23 Nov Stati generali sulle emozioni | Alberto Guizzardi
La ipertecnologizzazione della società ci ha portato a essere meri fruitori di servizi sempre più impersonali che ci fanno desiderare, una volta raggiunto uno step, di passare a quello successivo, quasi fossimo in un permanente videogame.
Giocoforza si sono ridotte a piccole fiammelle quelle variabili individuali chiamate emozioni.
Nel saggio “Il libro delle emozioni” Umberto Galimberti mette in evidenza questa dicotomia creatasi tra le emozioni e la loro veicolazione.
Partendo dal loro studio empirico le emozioni vengono suddivide in platoniche che, semplificando, sono quelle che proviamo grazie alla nostra mente, senza la partecipazione del corpo, e quelle fenomenologiche dove invece è proprio l’unione tra mente e corpo a farcele provare.
La nostra società, sempre più tecnologica e virtuale, si sta dirigendo verso la prima direzione in quanto l’emozione diretta, che nasce da nostro sentire, è ormai quasi sempre sostituita da qualcosa che ci viene imposto e che è altro da noi.
Interessante al riguardo è l’effetto che tutto ciò ha sull’emozione estetica, quella che nasce da una reazione emotiva di fronte al bello.
Tralasciando quella più famosa di Stendhal davanti alle opere artistiche nel suo Gran tour italiano, la sensazione è che quel magico effetto che si ha di fronte a un’opera che sia d’arte, letteraria o musicale o semplicemente un bel panorama, sia stato anestetizzato dall’urgenza di far sapere al mondo che quell’opera è stata vista, ascoltata, letta, come se fosse più importante avere riconoscimento e approvazione che provare una reale emozione.
Il prezzo da pagare è però perderne il significato e il reale valore che questo aveva per se.
Galimberti paventa, soprattutto per i cosiddetti nativi digitali, un analfabetismo emotivo di ritorno che li riporti a uno stato primitivo del pensiero, dovuto principalmente alla difficoltà di vivere il mondo reale, sostituito ormai da quello virtuale.

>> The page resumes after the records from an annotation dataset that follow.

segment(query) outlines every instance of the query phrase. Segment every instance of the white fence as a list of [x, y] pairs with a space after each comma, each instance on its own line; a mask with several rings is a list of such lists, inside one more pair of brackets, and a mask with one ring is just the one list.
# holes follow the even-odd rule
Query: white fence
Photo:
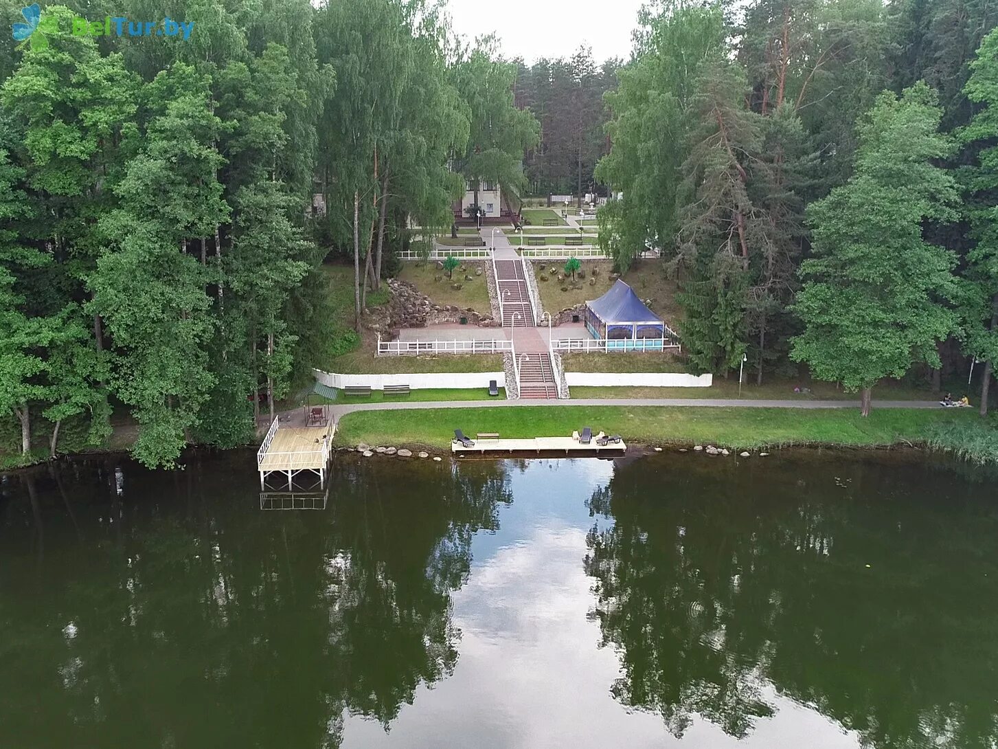
[[[422, 373], [416, 374], [337, 374], [321, 370], [312, 370], [315, 379], [328, 387], [343, 389], [344, 387], [370, 387], [382, 390], [386, 384], [407, 384], [413, 390], [425, 390], [438, 387], [453, 387], [456, 389], [481, 387], [483, 390], [494, 379], [500, 387], [506, 386], [506, 374], [501, 372], [460, 372], [460, 373]], [[484, 399], [484, 398], [483, 398]]]
[[434, 245], [429, 255], [424, 256], [418, 250], [399, 250], [399, 260], [443, 260], [448, 255], [457, 260], [488, 260], [492, 251], [487, 247], [446, 247]]
[[710, 387], [713, 374], [685, 374], [679, 372], [567, 372], [565, 379], [573, 387]]
[[607, 256], [595, 245], [548, 245], [547, 247], [517, 247], [520, 256], [530, 260], [605, 260]]
[[676, 339], [561, 339], [551, 342], [552, 351], [581, 352], [662, 352], [675, 349], [680, 351]]
[[487, 341], [381, 341], [377, 356], [412, 357], [417, 354], [501, 354], [513, 351], [513, 342], [505, 339]]
[[257, 466], [263, 461], [263, 455], [266, 454], [267, 447], [269, 447], [270, 442], [273, 441], [273, 435], [277, 433], [277, 421], [278, 418], [274, 416], [273, 421], [270, 422], [270, 428], [266, 430], [266, 436], [263, 437], [262, 444], [260, 444], [259, 449], [256, 450]]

Quanto siamo persi noi delle generazioni precedenti quando non abbiamo connessione o per dimenticanza abbiamo lascito a casa il nostro device? Si pensi allora quale è il rischio per i nativi digitali, ormai incapaci di avere un’alternativa, quando si trovano catapultati in quel mondo reale dove le regole di ingaggio sono a loro sconosciute.
Lungi da demonizzare le nuove tecnologie, Galimberti mette però in guardia dal rischio, i cui effetti iniziano a manifestarsi, di una società futura di persone rinchiuse nelle loro case a contare i like ricevuti da sconosciuti che abitano dall’altra parte del globo, a esprimersi con emoticon, ma che sono incapaci di relazionarsi e di veicolare il proprio sentire con il proprio congiunto, collega, vicino di casa.